Despite its repeated “no surprises” pledges and its promise of a stable environment that will enable pharmaceutical companies to operate to the benefit of Greek patients and our national economy, the state has taken pharmaceutical companies by surprise, with both its pricing and reimbursement policies, causing problems to patient access to treatments. The industry urgently calls for a corrective Price Bulletin, one that will take account all the objections raised by companies, and for a positive reimbursement list containing the new medicinal products with all the approved indications.

We ask from the leadership of the Ministry to enforce the law, which wisely protects citizens’ right of access to treatments and medications.

It is time that the government, in its effort towards a proper management of resources, looked beyond pharmaceuticals and across the spectrum of cost centers in the healthcare system, whether EOPYY- or hospital-related, so that patients can enjoy a good service level.

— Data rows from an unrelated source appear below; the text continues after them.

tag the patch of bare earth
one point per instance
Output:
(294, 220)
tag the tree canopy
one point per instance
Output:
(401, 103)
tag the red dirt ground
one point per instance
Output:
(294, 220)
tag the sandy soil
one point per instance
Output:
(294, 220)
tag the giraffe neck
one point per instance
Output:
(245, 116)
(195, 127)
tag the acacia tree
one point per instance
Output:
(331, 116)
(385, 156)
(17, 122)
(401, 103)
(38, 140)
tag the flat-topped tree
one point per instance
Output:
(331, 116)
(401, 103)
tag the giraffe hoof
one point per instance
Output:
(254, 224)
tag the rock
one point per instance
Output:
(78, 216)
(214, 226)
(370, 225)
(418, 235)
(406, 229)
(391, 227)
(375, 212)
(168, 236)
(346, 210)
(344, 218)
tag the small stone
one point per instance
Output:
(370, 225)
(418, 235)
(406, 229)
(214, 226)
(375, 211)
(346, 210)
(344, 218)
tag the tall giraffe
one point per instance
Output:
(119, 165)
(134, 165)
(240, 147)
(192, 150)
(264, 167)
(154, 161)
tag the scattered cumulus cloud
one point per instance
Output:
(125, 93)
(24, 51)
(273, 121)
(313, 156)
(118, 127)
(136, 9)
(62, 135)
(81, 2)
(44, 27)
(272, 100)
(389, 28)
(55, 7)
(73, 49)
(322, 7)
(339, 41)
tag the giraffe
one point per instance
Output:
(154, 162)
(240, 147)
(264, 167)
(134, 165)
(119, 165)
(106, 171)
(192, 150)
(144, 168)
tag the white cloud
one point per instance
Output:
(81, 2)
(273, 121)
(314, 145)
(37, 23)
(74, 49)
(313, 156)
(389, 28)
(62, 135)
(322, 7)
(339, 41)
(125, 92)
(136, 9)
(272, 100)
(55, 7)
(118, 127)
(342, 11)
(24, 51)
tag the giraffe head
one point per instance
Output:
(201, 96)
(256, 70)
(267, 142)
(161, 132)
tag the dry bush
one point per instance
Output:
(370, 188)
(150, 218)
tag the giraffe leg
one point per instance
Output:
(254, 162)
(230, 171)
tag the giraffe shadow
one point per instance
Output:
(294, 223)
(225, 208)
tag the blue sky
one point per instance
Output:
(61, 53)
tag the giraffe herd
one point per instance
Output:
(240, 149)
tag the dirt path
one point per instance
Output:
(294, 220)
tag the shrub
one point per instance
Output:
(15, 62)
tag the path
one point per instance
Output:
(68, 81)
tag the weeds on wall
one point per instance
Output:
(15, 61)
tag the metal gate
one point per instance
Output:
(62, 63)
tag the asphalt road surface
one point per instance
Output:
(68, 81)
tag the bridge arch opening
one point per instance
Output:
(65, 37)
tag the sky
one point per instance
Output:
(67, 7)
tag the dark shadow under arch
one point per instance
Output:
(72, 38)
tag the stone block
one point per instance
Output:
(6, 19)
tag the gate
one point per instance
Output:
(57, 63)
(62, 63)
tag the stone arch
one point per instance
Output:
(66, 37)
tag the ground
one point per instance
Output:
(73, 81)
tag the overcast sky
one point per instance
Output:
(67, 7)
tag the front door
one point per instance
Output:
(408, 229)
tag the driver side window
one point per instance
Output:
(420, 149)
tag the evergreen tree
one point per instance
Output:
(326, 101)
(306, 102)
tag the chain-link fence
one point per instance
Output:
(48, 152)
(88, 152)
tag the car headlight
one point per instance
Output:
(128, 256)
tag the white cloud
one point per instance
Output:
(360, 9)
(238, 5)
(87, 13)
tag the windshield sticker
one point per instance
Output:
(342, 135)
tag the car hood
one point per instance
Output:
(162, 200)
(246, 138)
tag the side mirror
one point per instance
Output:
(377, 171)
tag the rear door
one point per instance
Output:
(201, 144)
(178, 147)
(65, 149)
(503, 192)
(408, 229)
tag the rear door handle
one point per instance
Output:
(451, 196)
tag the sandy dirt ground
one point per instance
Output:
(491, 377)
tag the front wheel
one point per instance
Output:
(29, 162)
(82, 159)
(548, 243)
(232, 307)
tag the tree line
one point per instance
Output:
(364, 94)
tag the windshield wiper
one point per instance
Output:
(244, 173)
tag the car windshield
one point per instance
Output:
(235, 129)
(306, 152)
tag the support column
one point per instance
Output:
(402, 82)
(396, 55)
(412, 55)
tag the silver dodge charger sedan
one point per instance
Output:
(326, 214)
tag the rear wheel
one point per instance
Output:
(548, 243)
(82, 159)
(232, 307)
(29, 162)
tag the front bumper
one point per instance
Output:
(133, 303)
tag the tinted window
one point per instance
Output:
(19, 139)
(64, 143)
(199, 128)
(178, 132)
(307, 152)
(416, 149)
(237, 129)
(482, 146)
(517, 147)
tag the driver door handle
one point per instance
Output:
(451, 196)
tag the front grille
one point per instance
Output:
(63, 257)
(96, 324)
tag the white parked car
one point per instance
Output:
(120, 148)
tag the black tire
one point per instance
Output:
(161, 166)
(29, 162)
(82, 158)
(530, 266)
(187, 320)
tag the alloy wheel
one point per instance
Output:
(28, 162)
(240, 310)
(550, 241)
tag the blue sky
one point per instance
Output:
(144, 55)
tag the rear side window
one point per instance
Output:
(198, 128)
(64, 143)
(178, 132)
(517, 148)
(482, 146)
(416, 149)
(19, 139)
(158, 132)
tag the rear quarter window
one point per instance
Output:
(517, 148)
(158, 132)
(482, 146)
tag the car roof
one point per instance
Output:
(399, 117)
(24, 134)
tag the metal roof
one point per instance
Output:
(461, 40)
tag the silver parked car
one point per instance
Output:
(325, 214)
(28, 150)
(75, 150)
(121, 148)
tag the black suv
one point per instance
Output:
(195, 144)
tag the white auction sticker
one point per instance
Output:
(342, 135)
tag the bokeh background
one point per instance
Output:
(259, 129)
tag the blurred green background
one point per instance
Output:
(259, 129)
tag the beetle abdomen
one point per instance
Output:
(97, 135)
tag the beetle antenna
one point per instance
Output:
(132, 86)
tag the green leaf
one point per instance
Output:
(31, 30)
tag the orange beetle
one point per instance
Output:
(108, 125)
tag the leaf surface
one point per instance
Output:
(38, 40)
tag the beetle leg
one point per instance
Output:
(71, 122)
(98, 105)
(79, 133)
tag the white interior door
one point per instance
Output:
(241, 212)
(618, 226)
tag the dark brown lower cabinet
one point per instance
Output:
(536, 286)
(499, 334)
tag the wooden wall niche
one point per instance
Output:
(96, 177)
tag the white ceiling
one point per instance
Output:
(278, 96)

Pharmaceutical companies are not just another dynamic sector of the economy. Their total direct and indirect contribution to economic activity is huge, estimated at €7.55 billion per year, while 133,000 jobs are directly or indirectly related to our industry.

Therefore, if 2014 is considered a landmark year in which Greece can turn over a leaf, then a leaf should be turned over for the healthcare sector too. This should be done promptly, with great care and with a sense of responsibility, guided by the need to ensure the viability of the healthcare system and the well-being of the citizens of our country.